We have several hosts with a k3s cluster. Our argoCD deploys a set of gitlab runners with different properties to each cluster, using the official helm chart. The runners basic difference of these runners is using either docker or kubernetes executor to run the actual jobs. Additionally, we have a prometheus in each cluster, also deployed via helm and argoCD.
The gitlab-runner service monitor is enabled. The runner config (template) contains
...
service:
enabled: true
{{- if eq .executor "kubernetes" }}
annotations:
external-dns.alpha.kubernetes.io/hostname: "{{ .cluster }}-{{ .executor }}.{{ .location }}.something.cloud"
clusterIP: None
{{- end }}
{{ .additionalValues -}}
runners:
...
My idea, was to attach CI job variables to containers and then make prometheus collect these labels as the metrics’ label. Then I can combine them to get metrics of a certain pipeline stage or similar.

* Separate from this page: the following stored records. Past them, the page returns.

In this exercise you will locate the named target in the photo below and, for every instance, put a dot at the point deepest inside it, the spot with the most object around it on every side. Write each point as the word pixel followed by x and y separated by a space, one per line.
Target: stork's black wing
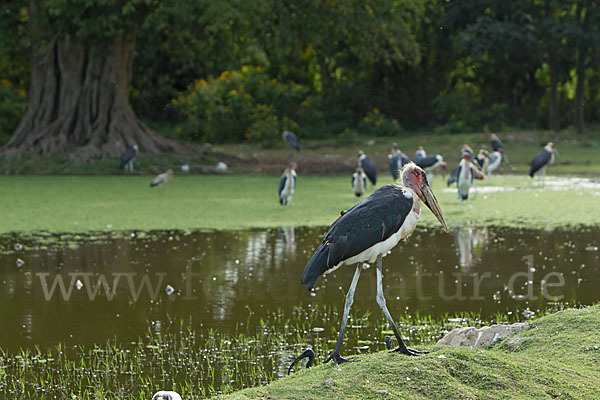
pixel 369 168
pixel 454 175
pixel 496 144
pixel 127 156
pixel 292 139
pixel 540 161
pixel 393 162
pixel 371 221
pixel 427 161
pixel 282 182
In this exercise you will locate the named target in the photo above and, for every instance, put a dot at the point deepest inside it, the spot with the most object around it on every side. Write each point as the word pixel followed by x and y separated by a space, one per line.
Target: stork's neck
pixel 416 208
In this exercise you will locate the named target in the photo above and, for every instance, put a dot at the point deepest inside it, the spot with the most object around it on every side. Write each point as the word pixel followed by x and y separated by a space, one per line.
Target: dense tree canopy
pixel 235 70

This works just perfectly for docker executor jobs, using cadvisor (also deployed via the helm chart and argoCD) by having in the docker executer config.toml
...
[runners.docker.container_labels]
"com.gitlab.gitlab.runner.job.id" = "$CI_JOB_ID"

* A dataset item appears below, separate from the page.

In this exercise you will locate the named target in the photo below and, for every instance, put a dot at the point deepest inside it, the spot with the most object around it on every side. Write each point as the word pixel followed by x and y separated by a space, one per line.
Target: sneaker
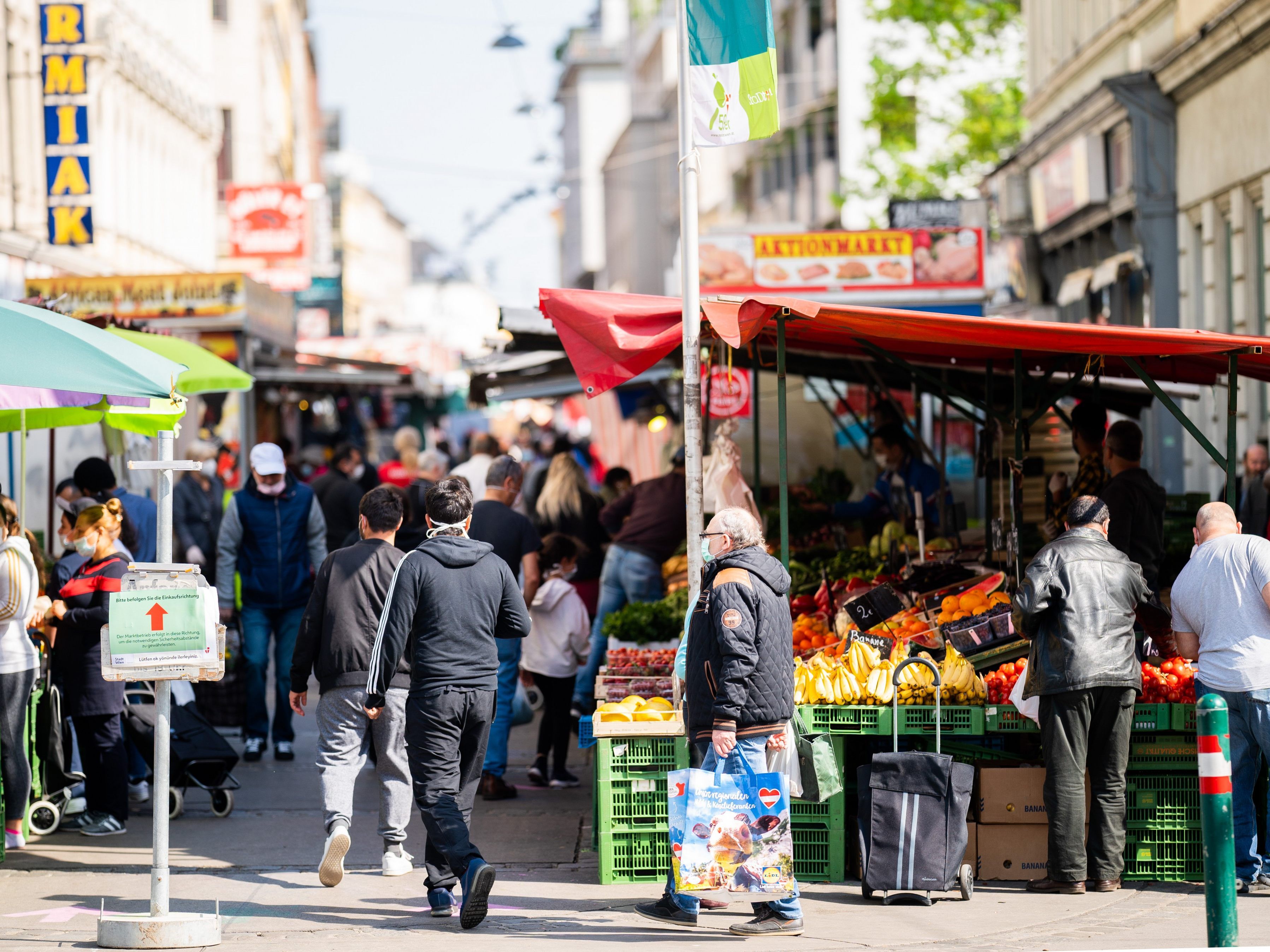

"com.gitlab.gitlab.runner.job.stage" = "$CI_JOB_STAGE"
"com.gitlab.gitlab.runner.job.name" = "$CI_JOB_NAME"
"com.gitlab.gitlab.runner.pipeline.url" = "$CI_PIPELINE_URL"
"com.gitlab.gitlab.runner.pipeline.name" = "$CI_PIPELINE_NAME"

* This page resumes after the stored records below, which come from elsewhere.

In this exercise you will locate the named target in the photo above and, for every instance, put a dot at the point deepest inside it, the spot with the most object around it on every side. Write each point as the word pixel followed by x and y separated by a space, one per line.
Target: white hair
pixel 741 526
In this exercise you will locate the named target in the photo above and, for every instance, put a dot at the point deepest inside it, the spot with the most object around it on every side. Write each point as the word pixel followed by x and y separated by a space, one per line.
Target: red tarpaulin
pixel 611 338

"com.gitlab.gitlab.runner.project.path" = "$CI_PROJECT_PATH"
...
and the scrape config
prometheus:
server:
ingress:
enabled: true
hosts:
- prometheus.runnerhost.inhouse.something.cloud
# scrape the cadvisor for docker jobs
extraScrapeConfigs: |
- job_name: cadvisor
static_configs:
- targets:
- cadvisor.cadvisor.svc.cluster.local:8080
and an example promQL query
sum(
rate(
container_cpu_usage_seconds_total{
container_label_com_gitlab_gitlab_runner_job_id!="",
container_label_com_gitlab_gitlab_runner_job_name!=""
}
[$__rate_interval])
)
by (
container_label_com_gitlab_gitlab_runner_job_id,
)
* 100
I get all the metadata I need.
I hoped to achieve the same with the kubernetes executor and kubernetes-nodes-cadvisor, so I tried with pod_labels and pod_annotations
...
[runners.kubernetes.pod_annotations]
"job.runner.gitlab.com/stage" = "$CI_JOB_STAGE"
...
[runners.kubernetes.pod_labels]
"com.gitlab.gitlab.runner.job.stage" = "$CI_JOB_STAGE"
...
...
But metrics like the container_cpu_usage_seconds_total, coming from kubernetes-nodes-cadvisor job, do not contain labels, coming from annotations or labels attached to the executor pods. The actual pods however have the annotations/labels I defined.
I tried many different scrape configs. I tried some custom extraScrapeConfigs that should monitor pods, but I got 404s.
prometheus:
server:
...
serverFiles
prometheus.yml:
scrape_configs:
- job_name: 'kubernetes-nodes-cadvisor'
relabel_configs:
- action: labelmap
regex: __meta_kubernetes_(.*)_label_(.+)
- action: labelmap
regex: __meta_kubernetes_(.*)_annotation_(.+)
I also got 404s when I added
[runners.kubernetes.pod_annotations]
"prometheus.io/scrape" = "true"
"prometheus.io/path" = "metrics"
"prometheus.io/port" = "9252"
Any ideas, suggestions? I sure can provide more config details, didn’t want to bloat the first post.